Joli : ils disent qu’ils changent les règles pour que personne ne puisse se faire de l’argent grâce au nouvel ASP. Ils disent aussi que ce type de règles sont standart pour tous les sports majeurs autour du globe. J’ai parlé à plein de photographes, des agences de stock et de gros médias et ils m’ont tous dit que ce n’était pas vrai. Tu dois travailler pour un magazine réputé ou un gros titre mais jamais tu n’auras à abandonner ton copyright.

Enfin, quel est le but de la manoeuvre ? Ne plus avoir que des photographes ASP sur la plage ?

Sylvain : Yes, ils cherchent un contrôle total. Et il ne restera donc à terme que des photos contrôlées par les photographes ASP…

Photos de compètes/ASP : comment ça marche ?

L’ASP dépêche sur chaque épreuve ses propres photographes (principalement Kirstin, Cestari, Robertson à l’international, et des photographes par « région » comme régulièrement Damien Poullenot pour l’Europe) qui produisent du contenu pour les sites web ASP. Ce contenu est mis à disposition des médias comme Surf Session. Les médias peuvent gratuitement utiliser des photos en basse-def, et marquées d’un – énorme – logo ASP. Moyennant un forfait annuel, ces mêmes médias ont accès aux fichiers haute def, non marquées, et de quelques photos supplémentaires.

Une poignée de photographes suivent le Tour pour le compte de titres de presse ou sites web, ou en freelance. Dans ce cas, ils proposent leur contenu à plusieurs magazines ou sites web autour de la planète. C’est le cas de Peter « Joli » Wilson qui collabore depuis de longues années avec Surf Session.

Sur la plupart des épreuves World Tour, la marque organisatrice possède aussi sa propre équipe de photographes, qui produisent du contenu pour le site web de l’event et les médias. Ces photos sont souvent exempts de logo…

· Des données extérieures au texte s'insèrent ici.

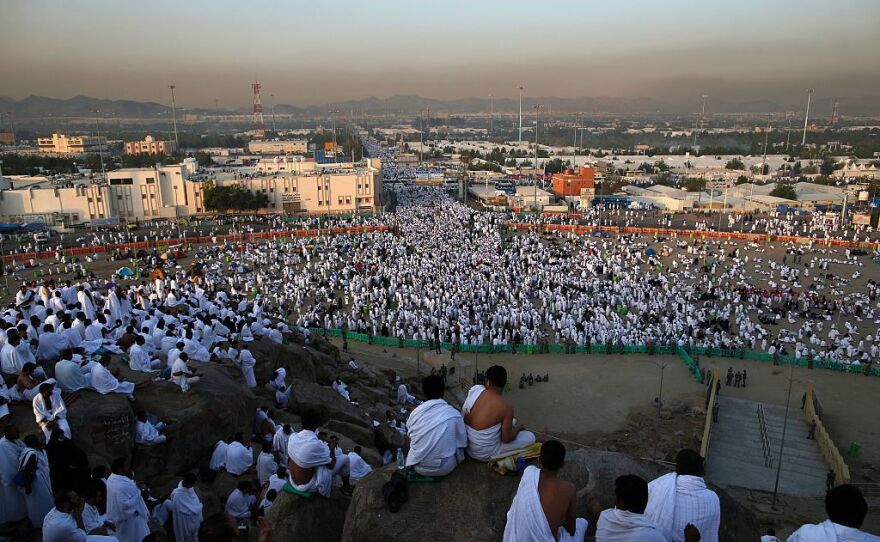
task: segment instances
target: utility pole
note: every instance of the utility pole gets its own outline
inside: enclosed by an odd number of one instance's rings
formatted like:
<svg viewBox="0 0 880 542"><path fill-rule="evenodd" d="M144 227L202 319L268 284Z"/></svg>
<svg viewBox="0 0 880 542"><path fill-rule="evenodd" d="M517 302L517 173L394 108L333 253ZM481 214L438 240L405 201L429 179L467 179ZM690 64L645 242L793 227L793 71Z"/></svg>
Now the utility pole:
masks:
<svg viewBox="0 0 880 542"><path fill-rule="evenodd" d="M519 141L518 143L522 145L522 91L523 87L520 85L519 87Z"/></svg>
<svg viewBox="0 0 880 542"><path fill-rule="evenodd" d="M277 134L278 130L275 129L275 95L269 94L269 97L272 98L272 131Z"/></svg>
<svg viewBox="0 0 880 542"><path fill-rule="evenodd" d="M764 132L764 161L761 164L761 175L764 175L764 168L767 167L767 140L770 138L770 115L767 115L767 131ZM767 168L767 173L770 173L770 168Z"/></svg>
<svg viewBox="0 0 880 542"><path fill-rule="evenodd" d="M174 148L180 152L180 140L177 137L177 106L174 103L174 87L176 85L168 85L171 89L171 122L174 123Z"/></svg>
<svg viewBox="0 0 880 542"><path fill-rule="evenodd" d="M801 147L807 144L807 124L810 122L810 102L813 100L813 89L807 89L807 114L804 115L804 137L801 138Z"/></svg>
<svg viewBox="0 0 880 542"><path fill-rule="evenodd" d="M788 118L788 131L785 133L785 152L788 152L788 145L791 142L791 113L786 113Z"/></svg>
<svg viewBox="0 0 880 542"><path fill-rule="evenodd" d="M15 145L15 120L12 118L12 111L7 111L9 115L9 131L12 133L12 144Z"/></svg>
<svg viewBox="0 0 880 542"><path fill-rule="evenodd" d="M99 110L95 109L95 143L98 144L98 158L101 160L101 177L103 177L104 182L107 182L107 172L104 170L104 150L100 147L100 142L98 138L101 137L101 130L98 127L98 113Z"/></svg>
<svg viewBox="0 0 880 542"><path fill-rule="evenodd" d="M489 139L492 139L492 124L495 120L495 96L489 95Z"/></svg>
<svg viewBox="0 0 880 542"><path fill-rule="evenodd" d="M534 188L534 201L532 204L535 206L535 212L538 212L538 112L541 110L541 104L535 104L535 163L533 165L535 175L533 179L535 180L535 188Z"/></svg>
<svg viewBox="0 0 880 542"><path fill-rule="evenodd" d="M773 503L770 505L776 508L776 497L779 493L779 473L782 471L782 453L785 451L785 431L788 429L788 407L791 403L791 385L794 383L794 365L789 365L788 375L788 397L785 400L785 418L782 420L782 439L779 442L779 460L776 462L776 482L773 484Z"/></svg>

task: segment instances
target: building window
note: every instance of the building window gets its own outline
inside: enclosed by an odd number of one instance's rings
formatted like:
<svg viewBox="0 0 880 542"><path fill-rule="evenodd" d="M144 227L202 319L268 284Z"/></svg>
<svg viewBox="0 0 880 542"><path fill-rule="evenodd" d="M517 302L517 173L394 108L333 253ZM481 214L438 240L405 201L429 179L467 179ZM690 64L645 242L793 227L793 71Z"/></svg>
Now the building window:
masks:
<svg viewBox="0 0 880 542"><path fill-rule="evenodd" d="M110 179L111 186L121 186L124 184L134 184L134 179Z"/></svg>
<svg viewBox="0 0 880 542"><path fill-rule="evenodd" d="M146 182L147 184L153 184L156 182L156 178L155 177L147 177L144 182Z"/></svg>
<svg viewBox="0 0 880 542"><path fill-rule="evenodd" d="M345 204L351 205L351 196L345 196Z"/></svg>

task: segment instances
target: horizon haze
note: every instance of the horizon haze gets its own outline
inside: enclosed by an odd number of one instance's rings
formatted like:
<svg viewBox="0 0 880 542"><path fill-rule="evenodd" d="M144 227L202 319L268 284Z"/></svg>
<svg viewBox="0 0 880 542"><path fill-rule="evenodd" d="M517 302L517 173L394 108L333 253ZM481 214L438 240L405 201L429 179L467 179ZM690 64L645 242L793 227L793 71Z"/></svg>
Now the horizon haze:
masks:
<svg viewBox="0 0 880 542"><path fill-rule="evenodd" d="M880 4L388 1L4 3L0 95L238 109L370 96L648 97L673 106L880 95ZM60 17L59 15L63 15Z"/></svg>

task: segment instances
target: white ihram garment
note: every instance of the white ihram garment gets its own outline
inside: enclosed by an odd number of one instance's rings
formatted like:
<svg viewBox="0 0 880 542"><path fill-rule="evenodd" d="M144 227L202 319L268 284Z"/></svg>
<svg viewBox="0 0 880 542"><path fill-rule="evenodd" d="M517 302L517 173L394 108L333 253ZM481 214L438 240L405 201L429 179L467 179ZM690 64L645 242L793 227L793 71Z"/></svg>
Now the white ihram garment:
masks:
<svg viewBox="0 0 880 542"><path fill-rule="evenodd" d="M718 542L721 505L718 495L706 488L699 476L679 476L674 472L648 484L648 517L667 540L684 542L684 528L692 523L702 542Z"/></svg>
<svg viewBox="0 0 880 542"><path fill-rule="evenodd" d="M788 542L878 542L874 536L852 527L833 523L826 519L822 523L803 525L788 537Z"/></svg>
<svg viewBox="0 0 880 542"><path fill-rule="evenodd" d="M199 526L202 524L202 501L195 489L177 484L171 492L171 512L174 522L175 540L198 540Z"/></svg>
<svg viewBox="0 0 880 542"><path fill-rule="evenodd" d="M467 429L461 413L443 399L425 401L407 420L406 466L422 476L446 476L464 459Z"/></svg>
<svg viewBox="0 0 880 542"><path fill-rule="evenodd" d="M666 542L666 538L644 514L609 508L596 522L596 542Z"/></svg>
<svg viewBox="0 0 880 542"><path fill-rule="evenodd" d="M471 411L474 403L484 391L486 388L480 384L468 391L467 399L461 407L462 415ZM465 424L465 429L467 429L468 437L467 453L477 461L489 461L493 457L506 457L535 442L535 434L530 431L520 431L512 441L501 442L501 423L480 430Z"/></svg>
<svg viewBox="0 0 880 542"><path fill-rule="evenodd" d="M150 512L134 480L120 474L107 478L107 519L116 525L120 542L141 542L150 534Z"/></svg>
<svg viewBox="0 0 880 542"><path fill-rule="evenodd" d="M306 493L318 493L329 497L333 490L333 478L339 474L348 476L348 456L336 457L336 465L331 470L327 467L330 463L330 448L318 439L314 431L303 429L299 433L290 436L287 442L287 455L294 463L304 469L314 469L312 479L305 484L297 484L290 478L290 485L298 491Z"/></svg>
<svg viewBox="0 0 880 542"><path fill-rule="evenodd" d="M516 495L507 511L507 525L504 526L504 542L580 542L587 533L589 523L583 518L575 521L574 535L569 534L565 527L560 526L557 537L550 531L541 496L538 493L538 482L541 480L541 469L535 466L526 467L523 471Z"/></svg>
<svg viewBox="0 0 880 542"><path fill-rule="evenodd" d="M119 381L113 373L107 370L100 363L92 366L92 387L101 395L108 393L120 393L122 395L132 395L134 393L134 382Z"/></svg>

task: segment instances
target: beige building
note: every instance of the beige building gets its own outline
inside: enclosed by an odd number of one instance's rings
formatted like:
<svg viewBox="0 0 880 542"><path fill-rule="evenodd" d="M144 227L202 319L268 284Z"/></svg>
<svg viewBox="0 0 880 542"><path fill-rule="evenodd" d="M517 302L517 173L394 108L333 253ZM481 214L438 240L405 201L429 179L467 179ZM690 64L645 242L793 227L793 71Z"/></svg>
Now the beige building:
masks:
<svg viewBox="0 0 880 542"><path fill-rule="evenodd" d="M9 183L0 183L0 221L42 221L67 227L104 218L135 222L201 215L208 212L205 184L190 180L196 172L195 159L187 158L176 165L110 171L107 182L100 184L79 179L71 187L40 183L16 190ZM205 177L204 172L199 173ZM266 194L269 205L265 210L269 213L368 213L383 204L378 160L367 160L358 167L336 164L335 168L271 177L218 178L217 184L240 184L251 192Z"/></svg>
<svg viewBox="0 0 880 542"><path fill-rule="evenodd" d="M248 143L248 152L256 154L305 154L309 142L305 139L260 140Z"/></svg>
<svg viewBox="0 0 880 542"><path fill-rule="evenodd" d="M125 154L165 154L172 155L177 150L173 141L161 141L147 136L143 141L126 141L123 146Z"/></svg>
<svg viewBox="0 0 880 542"><path fill-rule="evenodd" d="M64 134L52 134L52 137L37 138L37 148L40 152L52 152L57 154L104 152L107 150L107 139L94 136L66 136Z"/></svg>
<svg viewBox="0 0 880 542"><path fill-rule="evenodd" d="M111 171L106 184L78 181L65 188L0 190L0 217L7 222L71 226L102 218L134 222L201 214L204 185L188 180L197 168L188 158L177 165Z"/></svg>
<svg viewBox="0 0 880 542"><path fill-rule="evenodd" d="M270 213L355 214L380 209L383 204L380 170L373 167L371 161L365 167L338 166L226 182L266 194Z"/></svg>

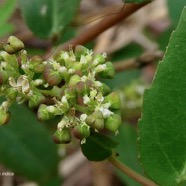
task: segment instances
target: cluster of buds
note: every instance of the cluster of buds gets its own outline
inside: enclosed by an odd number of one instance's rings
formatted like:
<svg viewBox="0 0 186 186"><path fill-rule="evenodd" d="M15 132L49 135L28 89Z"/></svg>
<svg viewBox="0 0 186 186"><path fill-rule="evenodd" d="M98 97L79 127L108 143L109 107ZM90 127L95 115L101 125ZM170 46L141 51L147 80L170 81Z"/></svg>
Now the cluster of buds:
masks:
<svg viewBox="0 0 186 186"><path fill-rule="evenodd" d="M94 55L78 45L51 59L28 58L24 44L10 36L0 52L0 89L6 98L0 106L0 124L8 122L12 103L26 102L37 109L39 121L61 117L53 136L56 143L69 143L72 134L83 143L91 131L117 133L119 94L98 80L113 77L106 54Z"/></svg>

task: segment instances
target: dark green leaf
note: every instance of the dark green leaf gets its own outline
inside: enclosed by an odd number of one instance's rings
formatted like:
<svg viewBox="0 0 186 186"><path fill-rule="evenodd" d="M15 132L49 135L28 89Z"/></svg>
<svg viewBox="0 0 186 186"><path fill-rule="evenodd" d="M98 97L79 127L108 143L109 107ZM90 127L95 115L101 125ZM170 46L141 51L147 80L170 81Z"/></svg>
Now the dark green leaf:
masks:
<svg viewBox="0 0 186 186"><path fill-rule="evenodd" d="M73 19L80 0L19 0L31 31L41 38L58 36Z"/></svg>
<svg viewBox="0 0 186 186"><path fill-rule="evenodd" d="M86 138L86 143L81 144L81 150L90 161L103 161L112 155L112 149L117 146L111 138L93 132Z"/></svg>
<svg viewBox="0 0 186 186"><path fill-rule="evenodd" d="M139 122L140 159L147 175L162 186L186 180L186 8L173 32Z"/></svg>
<svg viewBox="0 0 186 186"><path fill-rule="evenodd" d="M15 105L12 108L11 121L0 127L0 136L2 164L39 183L58 180L56 145L51 134L26 107Z"/></svg>

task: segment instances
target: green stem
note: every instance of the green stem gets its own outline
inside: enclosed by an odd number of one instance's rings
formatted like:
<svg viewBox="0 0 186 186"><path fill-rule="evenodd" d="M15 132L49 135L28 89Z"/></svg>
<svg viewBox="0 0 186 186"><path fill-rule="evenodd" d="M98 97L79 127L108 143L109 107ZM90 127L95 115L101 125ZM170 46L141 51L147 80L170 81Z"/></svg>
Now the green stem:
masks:
<svg viewBox="0 0 186 186"><path fill-rule="evenodd" d="M133 171L129 167L127 167L125 164L120 162L115 158L115 155L112 155L110 158L108 158L108 161L116 168L121 170L124 174L131 177L132 179L136 180L137 182L141 183L144 186L158 186L156 183L154 183L152 180L149 180L148 178L145 178L144 176L138 174L137 172Z"/></svg>
<svg viewBox="0 0 186 186"><path fill-rule="evenodd" d="M74 108L77 110L77 111L80 111L82 113L88 113L87 111L87 107L83 107L83 106L80 106L78 104L73 104Z"/></svg>

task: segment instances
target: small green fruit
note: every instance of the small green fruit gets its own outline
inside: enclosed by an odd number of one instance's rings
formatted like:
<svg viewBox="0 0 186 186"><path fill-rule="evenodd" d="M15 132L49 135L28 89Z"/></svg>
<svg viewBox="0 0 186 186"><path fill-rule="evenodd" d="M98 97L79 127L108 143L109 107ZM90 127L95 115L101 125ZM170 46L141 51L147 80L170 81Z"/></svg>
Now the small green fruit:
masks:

L’un des objectifs de ZoSea depuis son association avec l’ASP fin 2012 est de posséder les droits d’image sur chaque compétition.

Romain Ferrand



18 commentaires

  • Fabrice
    4 mars 2014 15h05

    Je trouve cela honteux, tout cela pour faire des économies sur le rachat des droits qui est la base de rémunération de tous photographes, et dire que dans les autres sports c’est monnaies courantes c’est faut. Peut on vivre en travaillant gratuitement?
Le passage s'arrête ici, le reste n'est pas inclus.